Persahabatan dengan dunia dapat menghasilkan beberapa keuntungan, tetapi itu hanya bersifat sementara. Paling-paling, itu hanya dapat bertahan selama sedikit waktu yang tersisa bagi dunia ini. (1 Yohanes 2:15-17) Bukankah lebih baik mengikuti teladan Musa? Alkitab mengatakan bahwa ”ia tetap kokoh seperti melihat Pribadi yang tidak kelihatan”. (Ibrani 11:27) Ia memusatkan pikirannya pada warisan rohani dari nenek moyangnya yang takut akan Allah. Ia membuat maksud-tujuan Yehuwa menjadi tujuan hidupnya dan pelaksanaan kehendak Allah menjadi cita-citanya.—Keluaran 2:11; Kisah 7:23, 25.
Sewaktu para remaja yang takut akan Allah berada dalam lingkungan yang tidak saleh dan tidak bersahabat, mereka dapat memperkuat hubungan pribadi mereka dengan Yehuwa melalui pelajaran pribadi, mengenal ”Pribadi yang tidak kelihatan” dengan lebih baik. Program lengkap kegiatan Kristen, termasuk kehadiran yang rutin di perhimpunan dan dinas pengabaran, akan membantu para remaja ini untuk memusatkan pikiran mereka pada perkara rohani. (Mazmur 63:6; 77:12) Mereka hendaknya berjuang untuk memupuk iman dan harapan yang teguh seperti Musa. Mereka hendaknya memusatkan pikiran dan tindakan mereka pada Yehuwa, senang menjadi sahabat-Nya.

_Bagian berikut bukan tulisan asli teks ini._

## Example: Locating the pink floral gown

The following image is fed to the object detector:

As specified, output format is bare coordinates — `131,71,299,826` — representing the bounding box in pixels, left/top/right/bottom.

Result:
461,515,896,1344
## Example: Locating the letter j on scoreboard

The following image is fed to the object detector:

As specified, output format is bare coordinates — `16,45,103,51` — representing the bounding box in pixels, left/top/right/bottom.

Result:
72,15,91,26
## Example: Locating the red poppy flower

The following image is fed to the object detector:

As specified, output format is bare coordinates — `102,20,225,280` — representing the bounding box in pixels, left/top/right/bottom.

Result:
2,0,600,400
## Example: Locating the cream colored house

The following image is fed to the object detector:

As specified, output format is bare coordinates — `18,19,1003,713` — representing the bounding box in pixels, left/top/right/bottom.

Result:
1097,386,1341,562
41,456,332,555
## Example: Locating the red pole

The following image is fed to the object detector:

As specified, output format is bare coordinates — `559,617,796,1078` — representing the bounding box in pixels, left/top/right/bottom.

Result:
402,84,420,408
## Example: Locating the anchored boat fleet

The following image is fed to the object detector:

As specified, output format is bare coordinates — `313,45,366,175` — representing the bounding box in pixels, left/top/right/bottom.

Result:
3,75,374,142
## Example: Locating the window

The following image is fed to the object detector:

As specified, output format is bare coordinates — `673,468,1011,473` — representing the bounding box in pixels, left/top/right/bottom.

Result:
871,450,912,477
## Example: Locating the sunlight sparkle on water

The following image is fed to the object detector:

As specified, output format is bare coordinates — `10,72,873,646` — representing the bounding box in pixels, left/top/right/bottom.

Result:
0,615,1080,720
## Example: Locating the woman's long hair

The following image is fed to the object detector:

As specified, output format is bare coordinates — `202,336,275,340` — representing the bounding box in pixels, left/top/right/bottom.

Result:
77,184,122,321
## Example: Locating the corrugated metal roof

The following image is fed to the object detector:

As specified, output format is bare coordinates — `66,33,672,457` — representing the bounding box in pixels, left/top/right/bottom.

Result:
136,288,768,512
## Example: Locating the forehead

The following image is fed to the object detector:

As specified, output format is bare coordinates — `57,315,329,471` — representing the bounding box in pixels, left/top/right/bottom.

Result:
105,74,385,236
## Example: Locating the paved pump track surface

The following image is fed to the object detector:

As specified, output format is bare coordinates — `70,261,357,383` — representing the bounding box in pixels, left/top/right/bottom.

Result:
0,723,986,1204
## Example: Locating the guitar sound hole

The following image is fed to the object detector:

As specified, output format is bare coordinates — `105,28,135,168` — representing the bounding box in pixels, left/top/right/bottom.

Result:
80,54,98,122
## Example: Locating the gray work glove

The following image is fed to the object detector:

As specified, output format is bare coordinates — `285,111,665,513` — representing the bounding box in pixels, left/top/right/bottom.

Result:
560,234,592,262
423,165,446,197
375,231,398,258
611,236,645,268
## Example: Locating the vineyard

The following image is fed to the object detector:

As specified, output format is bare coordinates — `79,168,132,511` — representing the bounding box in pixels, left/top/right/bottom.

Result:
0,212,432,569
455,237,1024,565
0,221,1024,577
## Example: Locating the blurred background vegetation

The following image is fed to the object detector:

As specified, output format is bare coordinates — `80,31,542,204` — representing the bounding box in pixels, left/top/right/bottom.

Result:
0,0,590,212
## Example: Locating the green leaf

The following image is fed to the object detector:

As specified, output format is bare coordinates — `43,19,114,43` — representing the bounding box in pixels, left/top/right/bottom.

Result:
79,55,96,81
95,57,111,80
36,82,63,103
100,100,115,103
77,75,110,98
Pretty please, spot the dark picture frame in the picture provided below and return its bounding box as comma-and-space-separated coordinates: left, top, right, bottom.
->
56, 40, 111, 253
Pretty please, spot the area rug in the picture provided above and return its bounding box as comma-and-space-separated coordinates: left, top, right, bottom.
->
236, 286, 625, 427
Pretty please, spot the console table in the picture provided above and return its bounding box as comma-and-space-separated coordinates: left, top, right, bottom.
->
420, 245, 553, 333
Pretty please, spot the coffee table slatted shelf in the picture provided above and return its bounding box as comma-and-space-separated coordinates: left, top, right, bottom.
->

Ia Menggunakan Lidahnya untuk Memuji Allah
Seorang remaja lain yang terbukti patut diteladani sewaktu jauh dari rumah adalah seorang gadis kecil Israel yang ditawan orang Siria pada masa nabi Allah, Elisa. Ia menjadi hamba istri kepala pasukan Siria yang menderita kusta, Naaman. Gadis ini memberi tahu majikan perempuannya, ”Jika saja tuanku ada di hadapan nabi yang di Samaria itu! Maka nabi itu akan menyembuhkan dia dari kustanya.” Berkat kesaksiannya, Naaman pergi ke Israel dan disembuhkan dari kusta. Selain itu, Naaman menjadi seorang penyembah Yehuwa.—2 Raja 5:1-3, 13-19.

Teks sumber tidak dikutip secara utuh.